The flow-on effect of a commodity price slump a few years back saw property prices crash in most of Australia’s mining towns, leaving investors high and dry as prices and rents slumped by as much as 60% in certain markets.
In the CoreLogic Property Pulse this week, research takes a look at how, down the track, some of these major mining regions are faring.
According to research, there’s some good news on the horizon with many of mining towns seeing sales volumes lift in some regions and where there are signs that the rate of decline in house prices are starting to slow.
Could this mean that the worst of the price falls in these areas are now in the past?
History shows that mining booms don’t last forever and it would be difficult to find anyone that could suggest the house prices in many of these towns were sustainable during the boom.
At the time, prices were being driven higher by a temporary influx of residents on high incomes and therefore, creating greater housing demand at a time in which supply which was largely irresponsive which drove prices to record high levels.
As the demand subsided supply was beginning to increase which led to substantial falls in both prices and sales.
Below we highlight some of the key statistics for house prices in the selected mining and resource related regions of Australia.
Gladstone – 578 sales over the past year at a median price of $323,875.
Sales volumes are 68% lower than their July 2007 peak and median prices are 32% lower than their September 2012 peak.
Mackay – 1,216 sales over the past year at a median price of $335,000.
Sales volumes are 63% lower than their April 2004 peak and median prices are 23% lower than their June 2013 peak.
Isaac – 198 sales over the past year at a median price of $140,000.

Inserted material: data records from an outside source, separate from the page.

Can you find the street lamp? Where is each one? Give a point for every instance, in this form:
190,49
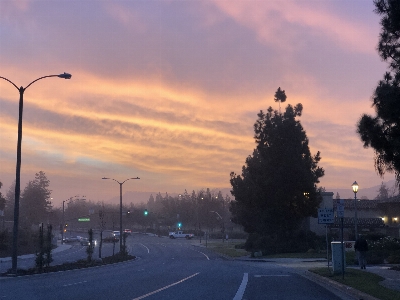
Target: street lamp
355,190
120,208
63,224
18,167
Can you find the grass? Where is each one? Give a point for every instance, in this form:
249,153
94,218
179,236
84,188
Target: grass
226,248
80,264
362,281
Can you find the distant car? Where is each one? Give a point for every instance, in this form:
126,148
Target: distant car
85,242
180,234
110,239
71,239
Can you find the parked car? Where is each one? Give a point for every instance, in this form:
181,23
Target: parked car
180,234
85,242
110,239
71,239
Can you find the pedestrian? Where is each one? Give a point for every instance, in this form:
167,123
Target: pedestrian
361,247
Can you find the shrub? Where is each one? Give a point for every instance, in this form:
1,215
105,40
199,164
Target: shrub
394,258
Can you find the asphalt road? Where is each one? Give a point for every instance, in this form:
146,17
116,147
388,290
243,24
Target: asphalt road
168,269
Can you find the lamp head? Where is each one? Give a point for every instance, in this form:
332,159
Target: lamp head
65,75
355,187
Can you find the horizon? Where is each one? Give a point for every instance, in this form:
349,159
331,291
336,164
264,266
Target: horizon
169,91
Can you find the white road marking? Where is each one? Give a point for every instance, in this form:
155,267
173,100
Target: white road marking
148,250
271,275
201,253
80,282
166,287
242,287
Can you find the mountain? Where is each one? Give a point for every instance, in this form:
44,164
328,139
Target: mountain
143,197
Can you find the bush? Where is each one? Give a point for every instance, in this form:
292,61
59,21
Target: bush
376,257
240,246
394,258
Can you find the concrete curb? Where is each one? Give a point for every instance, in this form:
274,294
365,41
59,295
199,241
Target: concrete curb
58,249
341,287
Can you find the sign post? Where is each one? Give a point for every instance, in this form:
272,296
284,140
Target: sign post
326,216
340,214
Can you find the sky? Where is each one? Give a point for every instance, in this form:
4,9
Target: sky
169,91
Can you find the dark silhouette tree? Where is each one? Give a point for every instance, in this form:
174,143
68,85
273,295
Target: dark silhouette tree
2,202
382,132
278,185
280,97
35,200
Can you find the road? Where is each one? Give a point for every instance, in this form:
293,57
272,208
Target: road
168,269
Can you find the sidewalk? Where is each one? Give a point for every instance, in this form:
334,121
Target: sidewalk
58,249
391,281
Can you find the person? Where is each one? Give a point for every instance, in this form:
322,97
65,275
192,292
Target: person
361,247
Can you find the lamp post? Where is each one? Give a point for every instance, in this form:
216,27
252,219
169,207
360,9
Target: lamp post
355,190
21,91
120,208
63,224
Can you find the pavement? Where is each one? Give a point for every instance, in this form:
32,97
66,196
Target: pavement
58,249
302,266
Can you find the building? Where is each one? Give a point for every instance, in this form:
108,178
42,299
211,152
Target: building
373,216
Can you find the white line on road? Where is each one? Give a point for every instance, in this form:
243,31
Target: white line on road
242,287
166,287
201,253
148,250
271,275
80,282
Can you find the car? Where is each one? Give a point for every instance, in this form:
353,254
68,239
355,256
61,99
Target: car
110,239
85,242
71,239
180,234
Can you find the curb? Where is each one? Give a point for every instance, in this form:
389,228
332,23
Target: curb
341,287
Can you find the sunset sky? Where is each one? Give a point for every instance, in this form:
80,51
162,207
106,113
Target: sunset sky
169,90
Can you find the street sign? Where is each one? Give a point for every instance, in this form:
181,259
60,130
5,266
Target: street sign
325,216
340,208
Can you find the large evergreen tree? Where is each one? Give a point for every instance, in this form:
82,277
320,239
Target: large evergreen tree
277,188
382,132
35,200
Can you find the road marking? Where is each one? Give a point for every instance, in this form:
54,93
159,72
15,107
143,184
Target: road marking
166,287
148,250
271,275
201,253
242,287
80,282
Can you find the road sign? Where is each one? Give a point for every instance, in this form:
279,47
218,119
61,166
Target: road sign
325,216
340,208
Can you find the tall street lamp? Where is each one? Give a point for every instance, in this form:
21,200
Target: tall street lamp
120,208
18,168
63,224
355,190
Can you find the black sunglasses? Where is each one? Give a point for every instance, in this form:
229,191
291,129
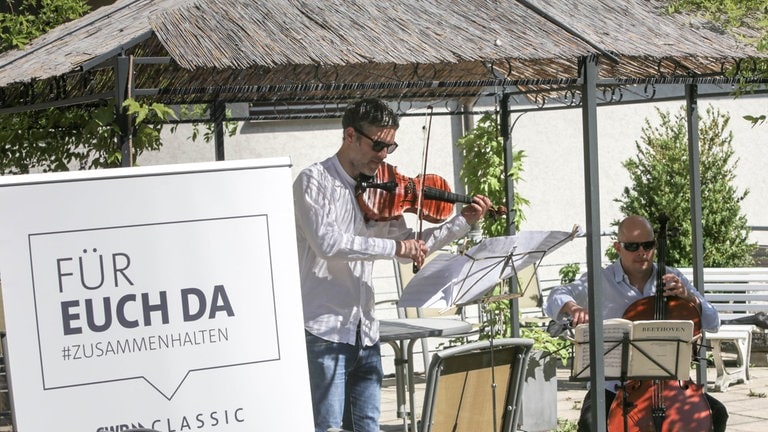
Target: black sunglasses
377,145
634,246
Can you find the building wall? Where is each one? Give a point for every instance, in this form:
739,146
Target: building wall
554,168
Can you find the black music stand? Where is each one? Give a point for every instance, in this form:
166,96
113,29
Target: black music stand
461,279
649,365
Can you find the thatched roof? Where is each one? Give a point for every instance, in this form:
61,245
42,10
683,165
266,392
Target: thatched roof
333,50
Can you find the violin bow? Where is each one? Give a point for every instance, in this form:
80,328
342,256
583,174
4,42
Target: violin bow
420,201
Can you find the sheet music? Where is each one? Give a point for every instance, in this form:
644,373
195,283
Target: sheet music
657,348
450,280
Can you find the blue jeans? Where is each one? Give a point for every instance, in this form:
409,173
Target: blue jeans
345,381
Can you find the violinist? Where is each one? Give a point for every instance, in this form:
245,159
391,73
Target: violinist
628,279
337,246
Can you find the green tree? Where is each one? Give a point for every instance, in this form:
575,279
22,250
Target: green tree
748,20
660,183
483,171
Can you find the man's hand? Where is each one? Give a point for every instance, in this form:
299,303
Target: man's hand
578,314
475,211
415,250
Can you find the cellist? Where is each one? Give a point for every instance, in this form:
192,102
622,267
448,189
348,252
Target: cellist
337,246
631,277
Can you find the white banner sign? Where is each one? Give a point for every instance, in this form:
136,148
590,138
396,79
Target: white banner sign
161,297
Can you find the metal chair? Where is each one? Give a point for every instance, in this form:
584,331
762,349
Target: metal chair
476,387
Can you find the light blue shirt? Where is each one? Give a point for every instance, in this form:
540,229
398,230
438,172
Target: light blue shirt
337,249
618,294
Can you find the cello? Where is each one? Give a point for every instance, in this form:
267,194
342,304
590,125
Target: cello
661,405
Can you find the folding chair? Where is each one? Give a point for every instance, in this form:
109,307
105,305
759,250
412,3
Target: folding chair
476,387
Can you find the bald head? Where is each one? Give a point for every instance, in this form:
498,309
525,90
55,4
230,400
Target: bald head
635,228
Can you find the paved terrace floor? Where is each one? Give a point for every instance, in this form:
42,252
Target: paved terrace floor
747,403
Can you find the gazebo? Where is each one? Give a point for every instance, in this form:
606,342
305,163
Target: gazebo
302,59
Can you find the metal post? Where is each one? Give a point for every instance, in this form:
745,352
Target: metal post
592,195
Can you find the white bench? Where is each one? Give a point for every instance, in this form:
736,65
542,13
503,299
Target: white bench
735,293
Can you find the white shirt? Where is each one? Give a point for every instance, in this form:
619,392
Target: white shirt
337,249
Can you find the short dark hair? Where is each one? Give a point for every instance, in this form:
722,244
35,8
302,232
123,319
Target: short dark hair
374,112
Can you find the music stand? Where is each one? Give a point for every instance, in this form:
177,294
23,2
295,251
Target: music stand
640,358
458,280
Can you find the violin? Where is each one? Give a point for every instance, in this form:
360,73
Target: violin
388,194
664,405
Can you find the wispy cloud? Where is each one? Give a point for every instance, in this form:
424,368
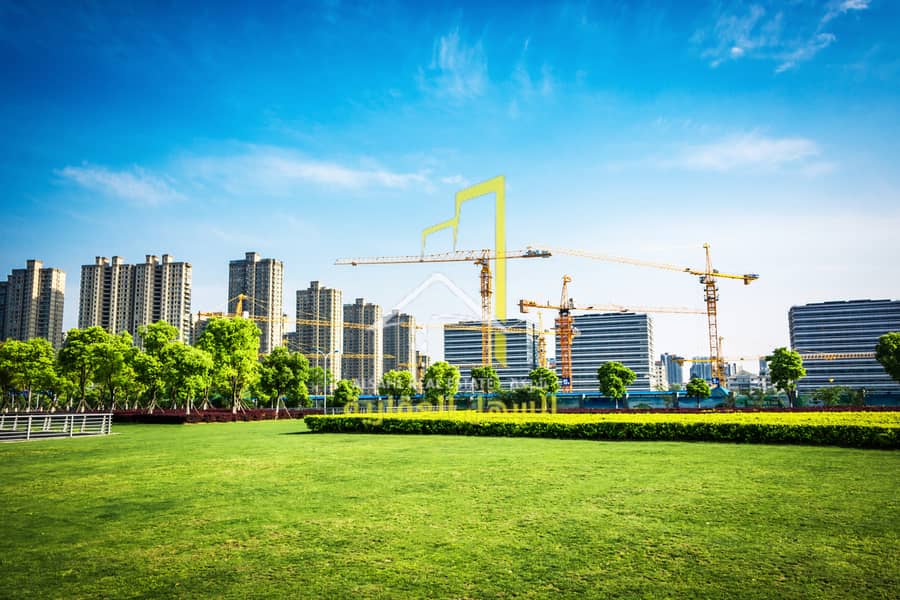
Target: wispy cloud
135,185
837,8
747,151
786,34
458,70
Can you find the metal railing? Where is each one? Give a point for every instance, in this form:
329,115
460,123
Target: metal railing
30,426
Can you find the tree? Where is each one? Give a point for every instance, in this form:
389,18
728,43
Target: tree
113,364
785,368
614,379
284,373
830,395
30,365
156,336
78,358
697,388
544,378
346,391
485,379
887,352
396,384
186,371
441,382
234,347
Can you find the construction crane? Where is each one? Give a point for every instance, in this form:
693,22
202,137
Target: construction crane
565,330
481,258
708,279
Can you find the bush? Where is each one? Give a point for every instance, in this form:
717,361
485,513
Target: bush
827,432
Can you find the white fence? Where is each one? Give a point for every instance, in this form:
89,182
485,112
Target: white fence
41,425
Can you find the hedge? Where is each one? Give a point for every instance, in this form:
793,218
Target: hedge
697,430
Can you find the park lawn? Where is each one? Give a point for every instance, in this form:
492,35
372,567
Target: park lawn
262,509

Sales volumes are 70% lower than their March 2012 peak and median prices are 77% lower than their November 2012 peak.
Port Hedland – 204 sales over the past year at a median price of $300,000.
Sales volumes are 49% lower than their July 2006 peak and median prices are 67% lower than their June 2013 peak.
Karratha – 289 sales over the past year at a median price of $285,000.
Sales volumes are 44% lower than their March 2005 peak and median prices are 65% lower than their October 2010 peak.
Roxby Downs – 31 sales over the past year at a median price of $225,000.
Sales volumes are 83% lower than their December 2003 peak and median prices are 55% lower than their October 2013 peak.
While each of these markets has recorded a significant fall in sales and selling prices over recent years, more recently each market has started to see sales rise.
While this result is unlikely to represent demand substantial enough to drive prices higher, it may be enough to slow or stop the declines in prices in the short to longer term.
It’s also important to remember that it’s not as if there is no demand for housing in these towns, it’s just substantially lower than it was during the mining boom.
Anyone looking to purchase now is securing a property at a substantial discount from previous highs however, these towns also continue to achieve some of the best rental returns based on current pricing and rents.
There’s very little prospects for capital growth over the coming years, investors looking for a passive income may be becoming more attracted to these markets which could explain the recent uptick in sales.